Will there be a fan-less baseball season? Well … probably

At the risk of being called a Dickey Downer, or a Negative Ned, I need to suggest what is looking patently obvious to this baseball fan.

If the Major Leagues suit up for the 2020 season while we are fighting a deadly worldwide viral pandemic, the athletes will play in front of themselves and each other. No fans in the stands. No cheering from behind the dugout. No curtain calls after dramatic home runs.

MLB is considering an 82-game schedule to begin around the Fourth of July. I understand that the team owners have signed off on it, but need approval by the players union to close the deal.

Yes, we have all these beautiful baseball venues around the country that will be devoid of fans. Why? The answer is obvious: Social distancing requirements — which are essential to stemming the infection rate — will not allow fans to be crammed into the stadiums next to each other.

Am I OK with that, with playing these games before tens of thousands of empty seats? Absolutely. I want to see baseball return.
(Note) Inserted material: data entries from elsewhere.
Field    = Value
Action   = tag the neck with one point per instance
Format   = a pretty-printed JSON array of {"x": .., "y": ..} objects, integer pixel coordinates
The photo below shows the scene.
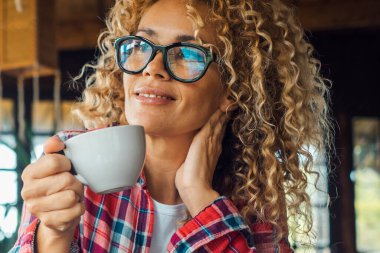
[{"x": 163, "y": 158}]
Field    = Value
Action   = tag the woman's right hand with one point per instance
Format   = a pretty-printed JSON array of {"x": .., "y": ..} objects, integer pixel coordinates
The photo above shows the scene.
[{"x": 52, "y": 193}]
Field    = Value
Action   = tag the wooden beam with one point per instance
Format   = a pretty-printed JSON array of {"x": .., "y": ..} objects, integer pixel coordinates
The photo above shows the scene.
[
  {"x": 79, "y": 22},
  {"x": 78, "y": 35},
  {"x": 338, "y": 14}
]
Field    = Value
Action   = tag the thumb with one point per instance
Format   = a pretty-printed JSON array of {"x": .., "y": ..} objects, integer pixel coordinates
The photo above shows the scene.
[{"x": 53, "y": 145}]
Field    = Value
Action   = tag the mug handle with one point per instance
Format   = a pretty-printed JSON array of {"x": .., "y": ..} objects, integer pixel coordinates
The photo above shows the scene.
[{"x": 73, "y": 171}]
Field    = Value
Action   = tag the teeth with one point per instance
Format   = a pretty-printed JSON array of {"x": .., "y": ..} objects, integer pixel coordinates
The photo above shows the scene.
[{"x": 153, "y": 96}]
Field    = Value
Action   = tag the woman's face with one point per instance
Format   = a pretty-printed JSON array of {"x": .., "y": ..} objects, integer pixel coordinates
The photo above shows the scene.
[{"x": 190, "y": 105}]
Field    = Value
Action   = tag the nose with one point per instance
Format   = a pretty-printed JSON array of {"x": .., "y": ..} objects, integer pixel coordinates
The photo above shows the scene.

Now … I want to speak briefly to my friends in Amarillo, who have been awaiting the start of the Texas League AA season featuring their beloved Amarillo Sod Poodles. The last time I commented on the team’s immediate future, a sorehead among the Sod Poodles fan club accused me of being Mr. Negativity.

I hate to say this, but Hodgetown — the shiny new ballpark built along Buchanan Street in downtown Amarillo — should remain empty, too, even if the Sod Poodles take the field for some hardball.

Yes, this pains me terribly. The ballpark came into being with considerable fanfare and much-deserved hype. It’s a first-class venue. The Sod Poodles’ fans packed the place for virtually every home game in 2019.

For the sake of community health — which at this moment appears to be teetering with a rash of outbreaks — the Sod Poodles should play their games before no one.

Baseball fans all across this great country are going to suffer the same withdrawal. If that’s what must happen, well, there’s always next season … or we can hope.